The phosphoesterase (PE) domain of the bacterial DNA repair enzyme LigD possesses distinctive manganese-dependent 3′-phosphomonoesterase and 3′-phosphodiesterase activities. PE exemplifies a new family of DNA end-healing enzymes found in all phylogenetic domains. Here, we determined the structure of the PE domain of Pseudomonas aeruginosa LigD (PaePE) using solution NMR methodology. PaePE has a disordered N-terminus and a well-folded core that differs in instructive ways from the crystal structure of a PaePE•Mn2+• sulfate complex, especially at the active site that is found to be conformationally dynamic. Chemical shift perturbations in the presence of primer-template duplexes with 3′-deoxynucleotide, 3′-deoxynucleotide 3′-phosphate, or 3′ ribonucleotide termini reveal the surface used by PaePE to bind substrate DNA and suggest a more efficient engagement in the presence of a 3′-ribonucleotide. Spectral perturbations measured in the presence of weakly catalytic (Cd2+) and inhibitory (Zn2+) metals provide evidence for significant conformational changes at and near the active site, compared to the relatively modest changes elicited by Mn2+.

Sequence-specific 1H, 13C and 15N assignments of the phosphoesterase (PE) domain of Pseudomonas aeruginosa DNA ligase D (LigD)

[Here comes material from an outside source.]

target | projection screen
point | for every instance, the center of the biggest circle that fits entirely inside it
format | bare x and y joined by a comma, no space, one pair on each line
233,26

DNA ligase D (LigD), consisting of polymerase, ligase and phosphoesterase domains, is the essential catalyst of the bacterial non-homologous end-joining pathway of DNA double-strand break repair. The phosphoesterase (PE) module performs manganese-dependent 3′-phosphomonoesterase and 3′-ribonucleoside resection reactions that heal broken ends in preparation for sealing. LigD PE exemplifies a structurally and mechanistically unique class of DNA end-processing enzymes. Here, we present the resonance assignments of the PE domain of Pseudomonas aeruginosa LigD comprising the N-terminal 177 residues.